The photograph shows multiple views of the same small, roughly lens-shaped tablet (VAT 14811 / W 9656,ab) held in Berlin. The obverse (upper central image) is the most legible: the surface is heavily worn and eroded, with a crack running across the lower portion, but several deep wedge-clusters and circular impressions are visible. I can confirm the presence of numerical notations (round and elongated impressed marks consistent with N01 and N58 type numerals) and what appear to be pictographic signs in the upper register — one sign resembling a vertical stroke with a crossbar (possibly BAD~a), and a roughly circular or oval sign in the upper right (consistent with ZATU689 or a similar round sign). The lower register shows multiple parallel strokes that could correspond to the 9(N01) grouping in the final line. The reverse (lower central image) appears blank or very lightly impressed, consistent with a simple obverse-only tablet. The lower large fragment in the image shows another face with deep circular impressions in a row (consistent with N01 numerals) and angular signs to the right that may correspond to AK~a or similar. The photo resolution and surface erosion make sign-by-sign verification against the transliteration largely impossible beyond confirming the general character of the document as a proto-cuneiform numerical/commodity tablet. The museum labels 'VAT 14811' and '9656,ab' are legible in the flanking cone-shaped objects, confirming the object identity. The transliteration is drawn from the CDLI corpus (P001444) and reflects standard proto-cuneiform editorial conventions; ZATU numbers refer to sign forms in the Ur III–Uruk sign list system (Green & Nissen 1987). KU6~a (fish) and NUN~b are among the more securely identified proto-cuneiform signs. The '#' marks in the transliteration indicate uncertain or partially preserved signs, consistent with the visible surface damage in the photo.

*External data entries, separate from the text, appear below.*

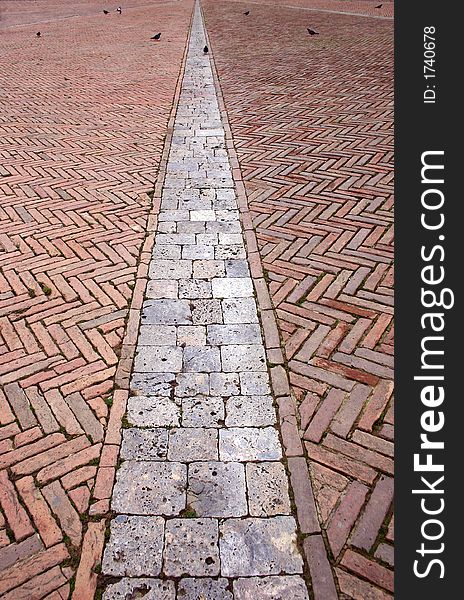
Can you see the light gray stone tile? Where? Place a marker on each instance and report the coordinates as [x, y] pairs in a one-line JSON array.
[[191, 335], [267, 486], [255, 384], [146, 588], [203, 588], [153, 411], [253, 547], [206, 269], [224, 384], [250, 411], [244, 357], [166, 311], [189, 444], [158, 359], [217, 489], [171, 269], [144, 444], [157, 335], [191, 548], [206, 312], [275, 587], [150, 488], [202, 411], [239, 333], [247, 443], [240, 310], [127, 535]]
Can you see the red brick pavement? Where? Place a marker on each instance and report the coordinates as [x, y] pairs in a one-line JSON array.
[[85, 109], [311, 119]]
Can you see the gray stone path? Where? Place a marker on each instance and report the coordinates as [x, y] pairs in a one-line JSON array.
[[202, 501]]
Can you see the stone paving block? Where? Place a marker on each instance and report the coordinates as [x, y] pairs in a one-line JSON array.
[[224, 384], [150, 488], [239, 310], [201, 359], [198, 252], [253, 547], [202, 215], [223, 227], [164, 252], [247, 443], [189, 444], [254, 384], [172, 269], [158, 359], [202, 411], [152, 384], [166, 311], [194, 288], [191, 548], [144, 444], [191, 335], [230, 251], [157, 335], [127, 535], [282, 587], [217, 489], [206, 269], [250, 411], [153, 411], [206, 312], [237, 268], [157, 290], [148, 589], [204, 589], [246, 357], [267, 486], [191, 384], [239, 333]]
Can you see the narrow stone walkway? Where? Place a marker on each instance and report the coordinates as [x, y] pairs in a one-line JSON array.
[[201, 496]]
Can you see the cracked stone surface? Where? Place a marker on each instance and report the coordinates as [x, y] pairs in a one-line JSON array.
[[202, 495]]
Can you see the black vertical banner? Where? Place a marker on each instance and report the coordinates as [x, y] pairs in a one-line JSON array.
[[429, 365]]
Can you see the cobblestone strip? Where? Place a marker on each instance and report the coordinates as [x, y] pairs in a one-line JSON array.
[[201, 497]]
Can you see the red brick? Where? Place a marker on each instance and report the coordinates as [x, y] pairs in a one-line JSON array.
[[38, 508]]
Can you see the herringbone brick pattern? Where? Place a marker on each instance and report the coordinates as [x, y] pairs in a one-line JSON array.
[[311, 119], [84, 115]]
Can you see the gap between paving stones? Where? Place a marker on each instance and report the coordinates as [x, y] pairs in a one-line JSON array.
[[217, 312]]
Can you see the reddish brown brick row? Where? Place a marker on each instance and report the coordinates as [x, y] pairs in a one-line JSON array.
[[85, 112], [312, 123]]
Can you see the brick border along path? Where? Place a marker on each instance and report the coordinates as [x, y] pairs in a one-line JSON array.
[[202, 493]]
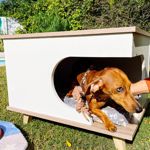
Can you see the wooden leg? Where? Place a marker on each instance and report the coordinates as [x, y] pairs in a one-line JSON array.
[[26, 119], [120, 144]]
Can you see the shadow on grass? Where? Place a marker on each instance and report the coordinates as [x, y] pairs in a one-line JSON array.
[[30, 144], [147, 113]]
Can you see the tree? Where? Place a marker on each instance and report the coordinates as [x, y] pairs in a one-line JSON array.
[[46, 15]]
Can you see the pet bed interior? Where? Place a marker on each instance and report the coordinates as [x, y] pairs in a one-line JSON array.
[[67, 70]]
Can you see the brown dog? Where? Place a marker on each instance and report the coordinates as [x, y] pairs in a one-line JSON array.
[[99, 86]]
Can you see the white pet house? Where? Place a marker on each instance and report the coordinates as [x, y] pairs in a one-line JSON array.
[[41, 66]]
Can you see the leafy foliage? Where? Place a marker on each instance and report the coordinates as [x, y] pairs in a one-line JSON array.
[[1, 46], [117, 13], [60, 15], [46, 15]]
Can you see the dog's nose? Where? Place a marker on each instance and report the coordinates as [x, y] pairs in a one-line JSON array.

Generated by claude-sonnet-4-6 · prompt 2026-05-12/v4-interpretation · May 12, 2026 · 3485 in / 1376 out tokens

Why it matters

Transliteration

1(N01)# , |1(N58).BAD~a|
1(N01) , ZATU689
[...] , ZAG~b# [...]
1(N01) , ZATU693 UKKIN~a
1(N01) , AK~a
1(N01)# [...] , [...]
[...] 9(N01)# , [...] KU6~a NUN~b

Scholarly note

Catalogue entry from CDLI (Uruk IV (ca. 3350-3200 BC)) — ATU 5, pl. 089, W 9656,ab. No scholarly translation has been published; the transliteration is from the ATF (CDLI's Atf-Friendly format).

Attribution

Image: Vorderasiatisches Museum, Berlin, Germany (P001444) — Photo via Cuneiform Digital Library Initiative. source
Translation excerpted from engine:claude-sonnet-4-6 (2026-05-12/v4-interpretation).